No, Dr. T, a 44-inch-wide vehicle that looks
like one of those miniature circus clown cars would be noticeable
in any color amid the Troopers, Land Rovers and other automotive
giants that cruise downtown P.A., spewing fossil fuels in
their exasperating search for a place to shut down.
Speaking of fossil fuels, Dr. T calls his
purple car "The Pterodactyl." He doesn't call it that because
the decayed bodies of pterodactyls and other prehistoric
creatures are what metamorphosed into the oil we use to
operate combustible engines.
"I am the founder of the Society for the Preservation
of the Pterodactyl," explains Dr. T.
Aren't you a little late to save flying dinosaurs?
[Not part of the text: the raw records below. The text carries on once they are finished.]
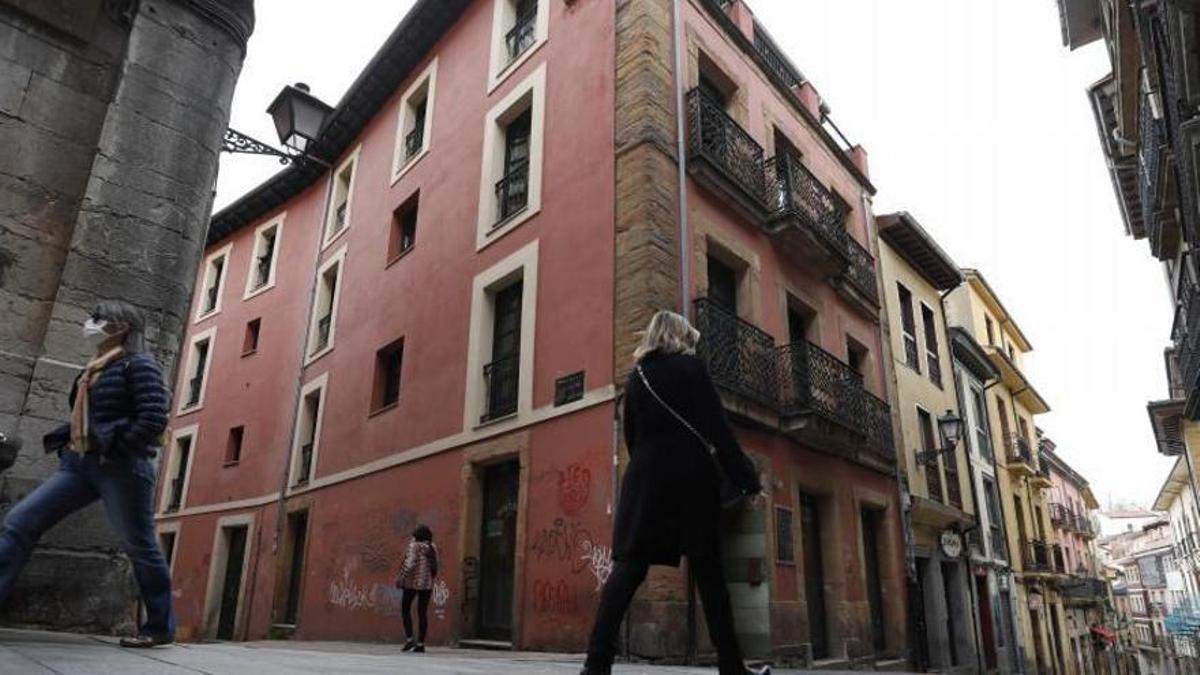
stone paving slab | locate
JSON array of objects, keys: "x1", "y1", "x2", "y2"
[{"x1": 0, "y1": 629, "x2": 902, "y2": 675}]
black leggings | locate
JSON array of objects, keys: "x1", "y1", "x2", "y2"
[
  {"x1": 400, "y1": 589, "x2": 433, "y2": 645},
  {"x1": 588, "y1": 557, "x2": 745, "y2": 675}
]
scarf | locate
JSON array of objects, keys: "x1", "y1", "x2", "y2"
[{"x1": 70, "y1": 346, "x2": 125, "y2": 454}]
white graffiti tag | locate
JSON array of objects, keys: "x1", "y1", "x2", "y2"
[
  {"x1": 432, "y1": 579, "x2": 450, "y2": 620},
  {"x1": 329, "y1": 569, "x2": 374, "y2": 609},
  {"x1": 580, "y1": 542, "x2": 612, "y2": 592}
]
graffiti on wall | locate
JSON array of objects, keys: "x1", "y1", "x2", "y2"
[{"x1": 558, "y1": 464, "x2": 592, "y2": 515}]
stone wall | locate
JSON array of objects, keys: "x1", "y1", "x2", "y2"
[{"x1": 0, "y1": 0, "x2": 253, "y2": 632}]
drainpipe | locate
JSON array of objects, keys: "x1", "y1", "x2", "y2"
[{"x1": 937, "y1": 288, "x2": 995, "y2": 673}]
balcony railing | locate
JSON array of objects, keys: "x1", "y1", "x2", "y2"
[
  {"x1": 404, "y1": 120, "x2": 425, "y2": 160},
  {"x1": 295, "y1": 441, "x2": 312, "y2": 485},
  {"x1": 688, "y1": 88, "x2": 767, "y2": 208},
  {"x1": 504, "y1": 9, "x2": 545, "y2": 62},
  {"x1": 846, "y1": 235, "x2": 880, "y2": 306},
  {"x1": 496, "y1": 160, "x2": 529, "y2": 223},
  {"x1": 480, "y1": 354, "x2": 521, "y2": 422},
  {"x1": 696, "y1": 298, "x2": 895, "y2": 461}
]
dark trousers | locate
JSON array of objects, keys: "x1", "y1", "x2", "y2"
[
  {"x1": 588, "y1": 557, "x2": 745, "y2": 675},
  {"x1": 0, "y1": 452, "x2": 175, "y2": 635},
  {"x1": 400, "y1": 589, "x2": 433, "y2": 645}
]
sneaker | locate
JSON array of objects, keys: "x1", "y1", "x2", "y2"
[{"x1": 121, "y1": 634, "x2": 175, "y2": 650}]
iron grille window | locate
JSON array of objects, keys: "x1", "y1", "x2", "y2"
[
  {"x1": 496, "y1": 110, "x2": 533, "y2": 222},
  {"x1": 554, "y1": 370, "x2": 583, "y2": 406},
  {"x1": 896, "y1": 283, "x2": 920, "y2": 372},
  {"x1": 775, "y1": 507, "x2": 796, "y2": 562},
  {"x1": 920, "y1": 304, "x2": 942, "y2": 388},
  {"x1": 504, "y1": 0, "x2": 538, "y2": 62}
]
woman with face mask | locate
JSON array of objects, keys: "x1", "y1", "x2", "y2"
[{"x1": 0, "y1": 300, "x2": 175, "y2": 647}]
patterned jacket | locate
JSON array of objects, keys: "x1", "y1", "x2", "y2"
[{"x1": 396, "y1": 539, "x2": 438, "y2": 591}]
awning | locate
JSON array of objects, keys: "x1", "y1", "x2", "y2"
[{"x1": 1092, "y1": 626, "x2": 1117, "y2": 645}]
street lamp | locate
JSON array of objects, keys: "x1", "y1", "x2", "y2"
[
  {"x1": 221, "y1": 82, "x2": 334, "y2": 167},
  {"x1": 917, "y1": 410, "x2": 962, "y2": 465}
]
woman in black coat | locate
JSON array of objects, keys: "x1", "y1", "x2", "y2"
[{"x1": 582, "y1": 311, "x2": 769, "y2": 675}]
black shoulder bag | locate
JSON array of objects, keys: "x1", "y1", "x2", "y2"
[{"x1": 637, "y1": 364, "x2": 746, "y2": 509}]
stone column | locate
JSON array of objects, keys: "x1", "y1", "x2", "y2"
[{"x1": 0, "y1": 0, "x2": 253, "y2": 632}]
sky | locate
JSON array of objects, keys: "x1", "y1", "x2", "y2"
[{"x1": 216, "y1": 0, "x2": 1171, "y2": 506}]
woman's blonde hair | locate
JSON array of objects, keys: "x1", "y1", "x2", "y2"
[{"x1": 634, "y1": 310, "x2": 700, "y2": 359}]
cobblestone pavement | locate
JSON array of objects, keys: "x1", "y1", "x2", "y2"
[{"x1": 0, "y1": 629, "x2": 907, "y2": 675}]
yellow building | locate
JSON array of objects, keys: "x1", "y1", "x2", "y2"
[
  {"x1": 877, "y1": 213, "x2": 979, "y2": 671},
  {"x1": 946, "y1": 269, "x2": 1076, "y2": 675}
]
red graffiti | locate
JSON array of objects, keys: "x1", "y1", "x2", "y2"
[
  {"x1": 558, "y1": 464, "x2": 592, "y2": 515},
  {"x1": 533, "y1": 579, "x2": 580, "y2": 614}
]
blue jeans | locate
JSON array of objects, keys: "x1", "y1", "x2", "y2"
[{"x1": 0, "y1": 450, "x2": 175, "y2": 635}]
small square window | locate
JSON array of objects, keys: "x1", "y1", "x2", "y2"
[
  {"x1": 388, "y1": 193, "x2": 420, "y2": 262},
  {"x1": 371, "y1": 338, "x2": 404, "y2": 411},
  {"x1": 241, "y1": 318, "x2": 263, "y2": 357},
  {"x1": 226, "y1": 426, "x2": 246, "y2": 466}
]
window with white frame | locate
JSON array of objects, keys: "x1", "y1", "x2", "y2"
[
  {"x1": 242, "y1": 214, "x2": 283, "y2": 298},
  {"x1": 158, "y1": 424, "x2": 199, "y2": 513},
  {"x1": 391, "y1": 58, "x2": 438, "y2": 183},
  {"x1": 308, "y1": 246, "x2": 346, "y2": 362},
  {"x1": 196, "y1": 244, "x2": 233, "y2": 321},
  {"x1": 487, "y1": 0, "x2": 550, "y2": 94},
  {"x1": 463, "y1": 241, "x2": 538, "y2": 429},
  {"x1": 178, "y1": 325, "x2": 217, "y2": 413},
  {"x1": 288, "y1": 374, "x2": 329, "y2": 488},
  {"x1": 324, "y1": 147, "x2": 361, "y2": 246},
  {"x1": 476, "y1": 64, "x2": 546, "y2": 249}
]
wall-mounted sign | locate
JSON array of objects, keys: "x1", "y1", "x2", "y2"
[{"x1": 942, "y1": 530, "x2": 962, "y2": 558}]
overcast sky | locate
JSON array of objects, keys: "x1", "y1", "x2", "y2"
[{"x1": 216, "y1": 0, "x2": 1171, "y2": 506}]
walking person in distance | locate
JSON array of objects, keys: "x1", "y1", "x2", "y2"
[
  {"x1": 396, "y1": 525, "x2": 438, "y2": 652},
  {"x1": 0, "y1": 300, "x2": 175, "y2": 647},
  {"x1": 581, "y1": 311, "x2": 770, "y2": 675}
]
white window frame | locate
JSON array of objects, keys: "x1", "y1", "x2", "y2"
[
  {"x1": 475, "y1": 63, "x2": 550, "y2": 251},
  {"x1": 288, "y1": 372, "x2": 329, "y2": 485},
  {"x1": 192, "y1": 241, "x2": 233, "y2": 323},
  {"x1": 175, "y1": 325, "x2": 217, "y2": 416},
  {"x1": 462, "y1": 239, "x2": 538, "y2": 431},
  {"x1": 155, "y1": 520, "x2": 184, "y2": 574},
  {"x1": 241, "y1": 211, "x2": 288, "y2": 300},
  {"x1": 320, "y1": 145, "x2": 362, "y2": 251},
  {"x1": 487, "y1": 0, "x2": 551, "y2": 95},
  {"x1": 158, "y1": 424, "x2": 200, "y2": 511},
  {"x1": 391, "y1": 56, "x2": 438, "y2": 185},
  {"x1": 201, "y1": 513, "x2": 254, "y2": 638},
  {"x1": 304, "y1": 245, "x2": 347, "y2": 366}
]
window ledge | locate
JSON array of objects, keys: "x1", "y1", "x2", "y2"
[
  {"x1": 367, "y1": 400, "x2": 400, "y2": 419},
  {"x1": 383, "y1": 244, "x2": 416, "y2": 269},
  {"x1": 389, "y1": 146, "x2": 430, "y2": 187},
  {"x1": 487, "y1": 36, "x2": 550, "y2": 96}
]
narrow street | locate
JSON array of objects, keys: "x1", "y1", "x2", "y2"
[{"x1": 0, "y1": 629, "x2": 897, "y2": 675}]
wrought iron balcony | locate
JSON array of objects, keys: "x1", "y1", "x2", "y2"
[
  {"x1": 186, "y1": 372, "x2": 204, "y2": 407},
  {"x1": 766, "y1": 153, "x2": 849, "y2": 275},
  {"x1": 696, "y1": 298, "x2": 895, "y2": 462},
  {"x1": 1022, "y1": 539, "x2": 1054, "y2": 574},
  {"x1": 496, "y1": 160, "x2": 529, "y2": 223},
  {"x1": 686, "y1": 88, "x2": 770, "y2": 223},
  {"x1": 295, "y1": 441, "x2": 312, "y2": 485},
  {"x1": 480, "y1": 354, "x2": 521, "y2": 422},
  {"x1": 504, "y1": 9, "x2": 545, "y2": 62},
  {"x1": 313, "y1": 313, "x2": 334, "y2": 352},
  {"x1": 404, "y1": 121, "x2": 425, "y2": 160}
]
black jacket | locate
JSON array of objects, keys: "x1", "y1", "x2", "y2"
[
  {"x1": 43, "y1": 352, "x2": 169, "y2": 458},
  {"x1": 613, "y1": 353, "x2": 761, "y2": 566}
]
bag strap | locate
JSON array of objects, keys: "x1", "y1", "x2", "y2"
[{"x1": 637, "y1": 364, "x2": 716, "y2": 456}]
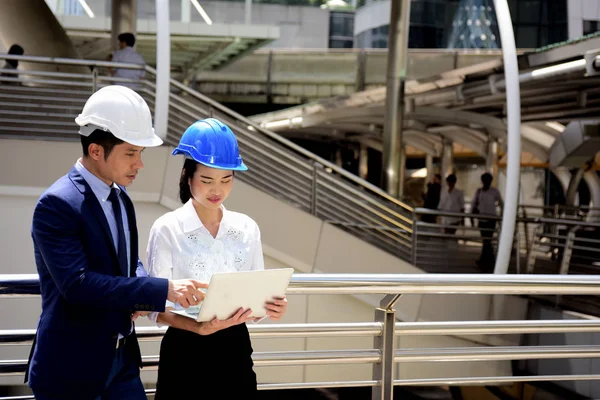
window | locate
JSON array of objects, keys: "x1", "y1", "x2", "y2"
[
  {"x1": 329, "y1": 11, "x2": 354, "y2": 49},
  {"x1": 583, "y1": 20, "x2": 600, "y2": 35}
]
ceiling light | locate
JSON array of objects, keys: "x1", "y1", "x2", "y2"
[
  {"x1": 79, "y1": 0, "x2": 95, "y2": 18},
  {"x1": 190, "y1": 0, "x2": 212, "y2": 25}
]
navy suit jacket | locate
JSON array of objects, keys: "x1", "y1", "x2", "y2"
[{"x1": 26, "y1": 168, "x2": 168, "y2": 399}]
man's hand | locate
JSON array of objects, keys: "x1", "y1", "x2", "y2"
[
  {"x1": 167, "y1": 279, "x2": 208, "y2": 308},
  {"x1": 131, "y1": 311, "x2": 150, "y2": 321},
  {"x1": 265, "y1": 297, "x2": 287, "y2": 321},
  {"x1": 198, "y1": 308, "x2": 253, "y2": 335}
]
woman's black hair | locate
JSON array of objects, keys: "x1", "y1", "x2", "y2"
[{"x1": 179, "y1": 158, "x2": 198, "y2": 204}]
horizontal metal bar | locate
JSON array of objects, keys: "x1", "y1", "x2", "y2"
[
  {"x1": 394, "y1": 374, "x2": 600, "y2": 386},
  {"x1": 396, "y1": 319, "x2": 600, "y2": 336},
  {"x1": 8, "y1": 273, "x2": 600, "y2": 296},
  {"x1": 0, "y1": 322, "x2": 382, "y2": 345},
  {"x1": 256, "y1": 381, "x2": 379, "y2": 390},
  {"x1": 145, "y1": 65, "x2": 413, "y2": 212},
  {"x1": 7, "y1": 319, "x2": 600, "y2": 345},
  {"x1": 248, "y1": 322, "x2": 382, "y2": 339},
  {"x1": 0, "y1": 54, "x2": 145, "y2": 69},
  {"x1": 394, "y1": 345, "x2": 600, "y2": 362},
  {"x1": 0, "y1": 349, "x2": 381, "y2": 376}
]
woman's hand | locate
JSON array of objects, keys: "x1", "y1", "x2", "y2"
[
  {"x1": 198, "y1": 308, "x2": 252, "y2": 335},
  {"x1": 265, "y1": 297, "x2": 287, "y2": 321},
  {"x1": 131, "y1": 311, "x2": 150, "y2": 321}
]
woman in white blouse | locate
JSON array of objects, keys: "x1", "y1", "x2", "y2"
[{"x1": 148, "y1": 118, "x2": 287, "y2": 400}]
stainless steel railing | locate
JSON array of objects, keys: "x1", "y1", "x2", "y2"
[
  {"x1": 0, "y1": 274, "x2": 600, "y2": 399},
  {"x1": 0, "y1": 55, "x2": 600, "y2": 272},
  {"x1": 0, "y1": 55, "x2": 413, "y2": 260}
]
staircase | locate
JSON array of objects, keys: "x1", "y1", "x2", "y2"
[{"x1": 0, "y1": 57, "x2": 413, "y2": 261}]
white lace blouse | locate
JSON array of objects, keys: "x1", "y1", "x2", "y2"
[{"x1": 147, "y1": 200, "x2": 264, "y2": 321}]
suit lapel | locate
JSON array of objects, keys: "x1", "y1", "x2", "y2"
[
  {"x1": 121, "y1": 187, "x2": 138, "y2": 277},
  {"x1": 69, "y1": 167, "x2": 123, "y2": 275}
]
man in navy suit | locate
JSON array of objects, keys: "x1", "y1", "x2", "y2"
[{"x1": 26, "y1": 86, "x2": 206, "y2": 400}]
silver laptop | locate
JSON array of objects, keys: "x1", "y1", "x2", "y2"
[{"x1": 171, "y1": 268, "x2": 294, "y2": 322}]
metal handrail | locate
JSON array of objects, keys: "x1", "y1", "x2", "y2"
[
  {"x1": 0, "y1": 55, "x2": 413, "y2": 260},
  {"x1": 5, "y1": 274, "x2": 600, "y2": 400},
  {"x1": 0, "y1": 54, "x2": 412, "y2": 211}
]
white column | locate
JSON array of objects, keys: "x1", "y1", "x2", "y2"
[
  {"x1": 181, "y1": 0, "x2": 192, "y2": 22},
  {"x1": 244, "y1": 0, "x2": 252, "y2": 25},
  {"x1": 111, "y1": 0, "x2": 137, "y2": 50},
  {"x1": 485, "y1": 138, "x2": 498, "y2": 182},
  {"x1": 154, "y1": 0, "x2": 171, "y2": 139},
  {"x1": 358, "y1": 144, "x2": 369, "y2": 180},
  {"x1": 440, "y1": 138, "x2": 454, "y2": 180},
  {"x1": 494, "y1": 0, "x2": 521, "y2": 274},
  {"x1": 423, "y1": 154, "x2": 435, "y2": 190}
]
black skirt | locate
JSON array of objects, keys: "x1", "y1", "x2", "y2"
[{"x1": 155, "y1": 324, "x2": 257, "y2": 400}]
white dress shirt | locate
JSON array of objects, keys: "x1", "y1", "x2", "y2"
[
  {"x1": 112, "y1": 46, "x2": 146, "y2": 81},
  {"x1": 147, "y1": 200, "x2": 265, "y2": 321},
  {"x1": 439, "y1": 188, "x2": 465, "y2": 225},
  {"x1": 471, "y1": 187, "x2": 504, "y2": 215}
]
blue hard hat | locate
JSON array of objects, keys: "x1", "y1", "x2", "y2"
[{"x1": 173, "y1": 118, "x2": 248, "y2": 171}]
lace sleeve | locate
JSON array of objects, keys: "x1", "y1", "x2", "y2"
[
  {"x1": 146, "y1": 224, "x2": 174, "y2": 327},
  {"x1": 250, "y1": 225, "x2": 265, "y2": 271}
]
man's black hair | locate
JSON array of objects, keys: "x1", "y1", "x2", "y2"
[
  {"x1": 80, "y1": 129, "x2": 125, "y2": 161},
  {"x1": 481, "y1": 172, "x2": 494, "y2": 185},
  {"x1": 118, "y1": 32, "x2": 135, "y2": 47}
]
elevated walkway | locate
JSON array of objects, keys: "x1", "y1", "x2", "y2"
[
  {"x1": 251, "y1": 35, "x2": 600, "y2": 170},
  {"x1": 0, "y1": 58, "x2": 526, "y2": 390}
]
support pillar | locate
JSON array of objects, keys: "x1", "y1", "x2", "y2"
[
  {"x1": 154, "y1": 0, "x2": 171, "y2": 139},
  {"x1": 485, "y1": 138, "x2": 498, "y2": 182},
  {"x1": 423, "y1": 154, "x2": 435, "y2": 191},
  {"x1": 398, "y1": 145, "x2": 406, "y2": 200},
  {"x1": 371, "y1": 294, "x2": 400, "y2": 400},
  {"x1": 440, "y1": 138, "x2": 454, "y2": 180},
  {"x1": 566, "y1": 167, "x2": 585, "y2": 206},
  {"x1": 181, "y1": 0, "x2": 192, "y2": 22},
  {"x1": 383, "y1": 0, "x2": 410, "y2": 197},
  {"x1": 111, "y1": 0, "x2": 137, "y2": 50},
  {"x1": 244, "y1": 0, "x2": 252, "y2": 25},
  {"x1": 494, "y1": 0, "x2": 521, "y2": 274},
  {"x1": 358, "y1": 144, "x2": 369, "y2": 180}
]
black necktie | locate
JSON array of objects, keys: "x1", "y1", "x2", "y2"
[{"x1": 108, "y1": 188, "x2": 129, "y2": 276}]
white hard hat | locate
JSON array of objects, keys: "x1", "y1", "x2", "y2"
[{"x1": 75, "y1": 85, "x2": 163, "y2": 147}]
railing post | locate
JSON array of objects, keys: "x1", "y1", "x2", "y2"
[
  {"x1": 525, "y1": 223, "x2": 544, "y2": 274},
  {"x1": 514, "y1": 229, "x2": 521, "y2": 274},
  {"x1": 371, "y1": 294, "x2": 401, "y2": 400},
  {"x1": 92, "y1": 67, "x2": 98, "y2": 94},
  {"x1": 310, "y1": 162, "x2": 323, "y2": 216},
  {"x1": 411, "y1": 211, "x2": 419, "y2": 266}
]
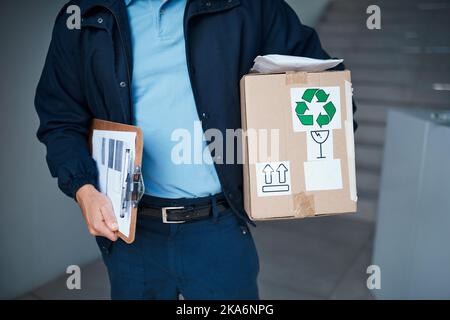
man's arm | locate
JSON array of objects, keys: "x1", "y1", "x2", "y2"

"Oh, they're still around."
The 350-member society is a group of Palo
Alto doctors, lawyers and other business types who meet
at least once a year at a black-tie gathering to "drink
champagne and talk about what we'd do to save the world,"
Dr. T says.
What he's doing is trying to cut down on car
emissions and fuel consumption. His car goes 50 mph if you
don't mind a lot of vibration, and gets 100 miles to a single,
87-octane gallon of unleaded. He's driven it as far as San
Jose. The optimum speed for the 15 horsepower engine is
30. The entire car is 8 feet long, 350 pounds, street-legal
and license.
"My old Volvo cost me $75 a month in gas and
got 20 miles to the gallon," he says. "This costs about
$3."
It has no air bags, safety belts, anti-lock
brakes, nor side impact door reinforcements. What kind of
match would it be for a 5,000-pound opponent?
"Everything is relative," says Dr. T. "A car
offers no protection from a train. If everyone was driving
a car this size, we'd all be OK."
The only remaining question is this all-important
one: Does it work? And we don't mean mechanically.
"I've never gotten a ticket," says Dr. T.
"I've never even been stopped, and you'd think that I would
have just out of curiosity."
Kevin, a tow truck driver, double-parked (because,
of course, there were no parking spaces nearby) to take
a look at Pterodactyl, though there would rarely be a need
to tow a vehicle that can be carried practically as easily
as the saucer that George Jetson folded into his briefcase.
"Only in Palo Alto," Kevin said, walking back
to his big truck, "the town for artists and people with
unique ideas."
It's also the town where only a Pterodactyl
can find a place to park.
TRACIE CONE is a staff writer for West.